"THE TEMPEST" – by Romana Beyenburg MA,Phd (Cologne)

(from "Shakespeare in Performance"(K.Parsons and P.Mason, ed. Salamander Books, London 1995.)

A remote island is the testing ground for a reflective debate upon the influence of nature and nurture.

At the centre of The Tempest is the figure Prospero who controls the play’s action. In performance, his age and the nature of his magic influence the conception of the character. In Charles Laughton’s serene, majestic octogenarian whose "every third thought" was indeed his grave, Prospero’s desire to regain his dukedom was less immediate and disturbing than in Derek Jacobi’s vigorous middle-aged portrayal. While Prospero’s magic is often interpreted as wholly benevolent, it had strong elements of necromancy in both Jacobi’s and Michael Bryant’s interpretations. But whereas the attempt at playing God weighed heavy on Bryant and made him yearn for God’s forgiveness, Jacobi found it hard to exchange the role of omnipotent magus for that of a mortal duke.

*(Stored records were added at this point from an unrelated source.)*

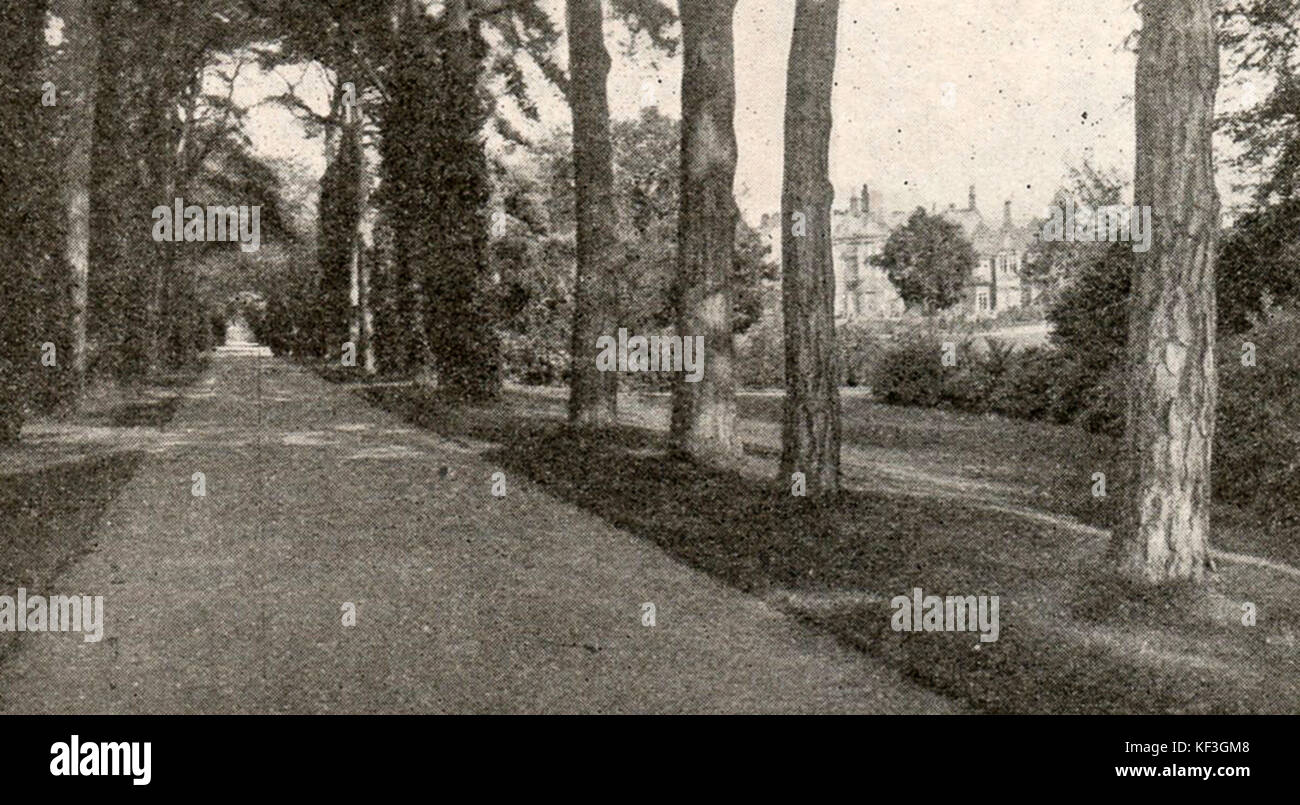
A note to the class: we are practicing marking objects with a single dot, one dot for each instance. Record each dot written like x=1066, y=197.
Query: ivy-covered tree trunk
x=77, y=79
x=459, y=316
x=703, y=412
x=810, y=433
x=593, y=394
x=1164, y=533
x=21, y=22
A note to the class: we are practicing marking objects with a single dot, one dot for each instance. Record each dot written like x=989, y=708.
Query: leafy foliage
x=928, y=260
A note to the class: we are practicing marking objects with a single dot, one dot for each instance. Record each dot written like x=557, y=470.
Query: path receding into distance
x=466, y=602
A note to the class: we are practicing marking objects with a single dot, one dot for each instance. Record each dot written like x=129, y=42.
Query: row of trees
x=420, y=81
x=1171, y=380
x=99, y=126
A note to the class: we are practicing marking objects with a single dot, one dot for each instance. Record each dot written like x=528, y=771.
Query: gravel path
x=466, y=602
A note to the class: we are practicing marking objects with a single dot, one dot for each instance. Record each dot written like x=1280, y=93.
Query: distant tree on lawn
x=928, y=260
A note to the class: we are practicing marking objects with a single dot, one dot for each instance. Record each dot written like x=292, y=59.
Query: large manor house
x=862, y=290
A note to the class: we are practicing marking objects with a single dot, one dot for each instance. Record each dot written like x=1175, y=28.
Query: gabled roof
x=846, y=225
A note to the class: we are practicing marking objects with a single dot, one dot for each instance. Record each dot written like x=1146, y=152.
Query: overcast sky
x=931, y=96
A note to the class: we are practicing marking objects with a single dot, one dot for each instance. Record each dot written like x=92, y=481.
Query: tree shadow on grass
x=48, y=519
x=839, y=565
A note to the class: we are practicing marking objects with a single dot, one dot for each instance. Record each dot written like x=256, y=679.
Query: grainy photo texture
x=655, y=356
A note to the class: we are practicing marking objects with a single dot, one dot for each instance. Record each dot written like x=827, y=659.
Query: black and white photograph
x=365, y=359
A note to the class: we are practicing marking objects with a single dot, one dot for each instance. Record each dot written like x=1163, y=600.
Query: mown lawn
x=1071, y=639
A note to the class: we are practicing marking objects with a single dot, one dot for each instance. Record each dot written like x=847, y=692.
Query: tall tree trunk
x=593, y=394
x=810, y=433
x=1171, y=381
x=459, y=327
x=703, y=412
x=20, y=141
x=76, y=81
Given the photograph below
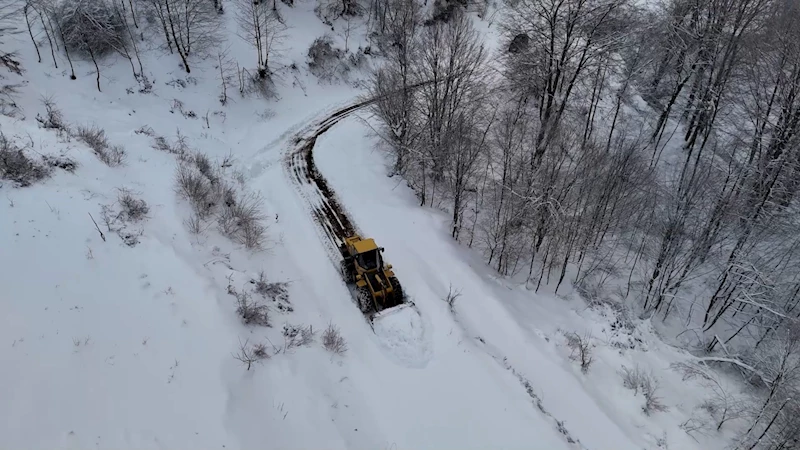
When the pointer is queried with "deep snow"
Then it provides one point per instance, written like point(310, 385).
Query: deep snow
point(110, 346)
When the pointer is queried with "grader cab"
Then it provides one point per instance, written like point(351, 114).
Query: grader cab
point(377, 287)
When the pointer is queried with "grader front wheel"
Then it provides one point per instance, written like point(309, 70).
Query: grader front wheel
point(348, 271)
point(364, 299)
point(397, 291)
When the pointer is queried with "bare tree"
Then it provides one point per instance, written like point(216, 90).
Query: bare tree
point(260, 27)
point(189, 26)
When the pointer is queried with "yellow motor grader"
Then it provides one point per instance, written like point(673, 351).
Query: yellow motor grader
point(377, 287)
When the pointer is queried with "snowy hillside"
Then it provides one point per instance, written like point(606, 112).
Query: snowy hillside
point(121, 304)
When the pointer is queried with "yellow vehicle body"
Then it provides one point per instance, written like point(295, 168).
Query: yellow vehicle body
point(376, 284)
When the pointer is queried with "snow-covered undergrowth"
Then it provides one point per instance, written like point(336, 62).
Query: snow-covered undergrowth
point(120, 309)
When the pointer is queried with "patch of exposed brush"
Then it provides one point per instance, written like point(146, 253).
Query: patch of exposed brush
point(239, 215)
point(122, 217)
point(96, 139)
point(277, 291)
point(19, 168)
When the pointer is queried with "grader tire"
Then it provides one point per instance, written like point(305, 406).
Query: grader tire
point(365, 302)
point(397, 291)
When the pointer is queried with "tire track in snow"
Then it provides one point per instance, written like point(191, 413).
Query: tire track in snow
point(403, 335)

The creation of the storm which opens The Tempest is the first example of magical powers. Although it surprises the audience ignorant of Prospero’s involvement, a production can establish the sense of an omnipotent stage manager by showing him producing the storm, as did Tom Fleming’s furious Prospero. Cheek by Jowl presented the storm as the result of an improvisation exercise whipped up by Timothy Walker’s tyrannical actor-director. Derek Jarman presented the storm as Prospero’s dream, thus giving his subconscious feelings as much power as his conscious thoughts. But the storm scene can also establish the powers of someone other than Prospero. Sam Mendes had his Ariel stand on top of a skip swinging a lantern and thereby initiate the storm. Not until halfway through the scene did Prospero appear behind a transparent gauze on top of a stepladder supervising his servant’s actions. The production’s first images introduced a collision of the master’s will with that of the servant by presenting an Ariel powerful in his own right, who made it necessary for Prospero to check up on him.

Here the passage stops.